First thing in the morning, I will put her halter on, and tie her in the stall. Off come the wraps, down with the hay net and out with the tubs. Feed and water tubs to be scrubbed clean, hay net to be refilled. Take her temp, check the chart for todays training, get the tack if she gallops or works, the pony shank if she ponies. Check the legs now that the wraps have been off for a while. If there is anything out of the ordinary, anywhere, talk to whoever checks in first, the trainer or the vet. Our vet checks by every morning to make sure everyone is OK. If all's well, pick her feet, comb out the mane and tail, rubber glove her to get dirt and loose hair to the surface (and gives a good body massage) brush her, then rub with the rag (another good massage). Polos on, bell boots if she's ponying. If she's working, she might go in front vet wrap, and/or back run down bandages. Or maybe not, it depends on the horse, and you know what equipment every one of your horses goes in for every form of training/racing. If she's working, I will probably take her out of the stall and hand walk her a little to loosen her up, and when the rider arrives, I'll leg him up and walk them to the track. With any luck, I will get to see her work, and make it back to the barn to get a bucket of warm soapy water, some body brace and cold water bandages for her. I'll bath her, making sure I don't miss any spots, rinse and then body brace her. On with the cold waters, blanket and walk. Gotta do the stall. After morning training, I will go through and feed all my horses. Then, before they nap, I will repeat the grooming steps, and take care of feet and legs. I have four horses in my care.

On race day, I will put a muzzle on her after breakfast. I will probably sit with her all day. About an hour before our 20 minute call to the receiving barn, I will again tie her to the back of the stall, and repeat all grooming steps. I will probably put a light fly sheet on her. Any bandages that need to be run will be put on now. I make sure her racing bridle is clean, and in good condition. I check the blinkers the same way. I make sure we have the tongue tie and chamois if needed. Got my paddock boots, bridled up and we're ready for the walk over. People make me a little nervous. They follow me around the frontside after riders up, and I have turned her over to the pony girl for post parade. I tell them that if I knew who all the winners were, I sure as heck wouldn't be here...I'd be sailing my yacht around the Mediterranean. This pisses some people off. But my focus is my horse. I may or may not make any bets, usually not because I don't want to jinx her. Did I forget to tell you that grooms are a very superstitious lot? I just want her to run good, and come back to the barn sound. If (when?!) she wins, I will pose her in the winner's circle for the picture. Then its off to the test barn, and then home...where the bathing, grooming and leg/foot work is repeated again. They don't race every day, and on those days I might be free to do other things, like laundry, or maybe something off-track...maybe.

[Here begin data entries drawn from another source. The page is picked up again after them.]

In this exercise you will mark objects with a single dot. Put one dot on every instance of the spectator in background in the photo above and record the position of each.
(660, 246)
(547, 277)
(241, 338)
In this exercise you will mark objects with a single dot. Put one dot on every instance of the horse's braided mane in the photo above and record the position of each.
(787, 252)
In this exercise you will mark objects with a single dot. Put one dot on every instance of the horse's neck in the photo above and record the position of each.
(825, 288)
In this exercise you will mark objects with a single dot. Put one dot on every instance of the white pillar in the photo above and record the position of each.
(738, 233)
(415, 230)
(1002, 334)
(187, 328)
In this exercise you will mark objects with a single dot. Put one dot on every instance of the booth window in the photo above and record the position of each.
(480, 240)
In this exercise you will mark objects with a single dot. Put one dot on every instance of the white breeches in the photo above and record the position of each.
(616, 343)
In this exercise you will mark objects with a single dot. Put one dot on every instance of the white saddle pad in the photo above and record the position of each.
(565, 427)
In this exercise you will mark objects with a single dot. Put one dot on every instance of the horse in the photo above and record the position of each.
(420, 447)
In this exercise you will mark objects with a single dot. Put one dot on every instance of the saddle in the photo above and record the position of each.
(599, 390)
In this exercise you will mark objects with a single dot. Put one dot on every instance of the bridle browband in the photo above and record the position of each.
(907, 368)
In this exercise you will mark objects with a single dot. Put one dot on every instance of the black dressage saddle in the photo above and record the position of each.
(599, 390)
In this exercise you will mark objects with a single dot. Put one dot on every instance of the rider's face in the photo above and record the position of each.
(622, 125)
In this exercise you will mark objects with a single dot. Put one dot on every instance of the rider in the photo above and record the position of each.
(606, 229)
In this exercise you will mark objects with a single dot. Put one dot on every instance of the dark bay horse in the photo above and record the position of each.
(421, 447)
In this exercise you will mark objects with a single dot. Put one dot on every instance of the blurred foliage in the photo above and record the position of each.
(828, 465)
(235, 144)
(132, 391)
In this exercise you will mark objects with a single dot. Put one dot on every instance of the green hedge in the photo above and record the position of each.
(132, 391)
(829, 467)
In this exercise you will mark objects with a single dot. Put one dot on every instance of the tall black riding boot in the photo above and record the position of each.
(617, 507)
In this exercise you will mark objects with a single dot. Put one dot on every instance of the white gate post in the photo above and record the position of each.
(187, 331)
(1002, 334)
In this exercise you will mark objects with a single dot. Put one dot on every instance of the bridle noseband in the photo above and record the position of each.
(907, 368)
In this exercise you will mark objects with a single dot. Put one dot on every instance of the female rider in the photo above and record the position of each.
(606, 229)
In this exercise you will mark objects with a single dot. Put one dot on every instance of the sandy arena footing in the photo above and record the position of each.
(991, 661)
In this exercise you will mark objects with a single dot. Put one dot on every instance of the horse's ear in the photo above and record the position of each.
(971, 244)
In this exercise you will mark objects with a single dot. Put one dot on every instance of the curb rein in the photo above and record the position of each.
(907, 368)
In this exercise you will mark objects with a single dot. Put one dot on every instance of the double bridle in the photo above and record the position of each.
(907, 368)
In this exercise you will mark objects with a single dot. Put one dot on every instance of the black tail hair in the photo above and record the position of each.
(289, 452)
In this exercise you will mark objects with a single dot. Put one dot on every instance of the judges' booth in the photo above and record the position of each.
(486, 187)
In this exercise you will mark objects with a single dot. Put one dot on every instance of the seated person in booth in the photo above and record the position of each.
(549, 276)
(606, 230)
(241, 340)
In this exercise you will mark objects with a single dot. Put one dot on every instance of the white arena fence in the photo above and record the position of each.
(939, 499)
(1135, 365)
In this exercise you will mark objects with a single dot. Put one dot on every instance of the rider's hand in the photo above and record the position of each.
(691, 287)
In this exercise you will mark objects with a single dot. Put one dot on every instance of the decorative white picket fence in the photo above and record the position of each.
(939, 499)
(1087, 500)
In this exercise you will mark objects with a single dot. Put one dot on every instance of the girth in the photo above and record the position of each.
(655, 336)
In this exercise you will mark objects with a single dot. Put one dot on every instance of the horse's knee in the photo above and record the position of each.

I usually like to hang out with fellow grooms, or other racetrackers. We understand each other, and others, well, no matter how you try to explain it, most others don't get it. Some do. But at least with racing compatriots, we have pretty much the same hours, and same interests, and know the same people, and can entertain each other for hours playing 'do you know' and 'do you remember' and 'whatever happened to' games. Off-track relationships (other than with family) don't usually last too long, or at least, not without an exceptional amount of effort, and I've got too much to do.

I have cared for cheap claimers and multiple stakes winners, and loved them both. I have learned a lot from them, I know what heart is (and it can't be defined with mere words), dignity, guts and determination, and tragedy. I know what it is to take care of something so strong and yet so utterly dependant on you for everything, and be rewarded 1,000 times over. I have loved them, lost them, been frustrated by them, bit, kicked, nuzzled and comforted by them. Caring for them not only paid for an education, it provided one for me. I learned a lot about not just horses, but human nature as well. I know how decent people can be, and how mean and petty.

I wouldn't trade one minute of it. I was a racehorse groom.

Michelle and her current horse, All That.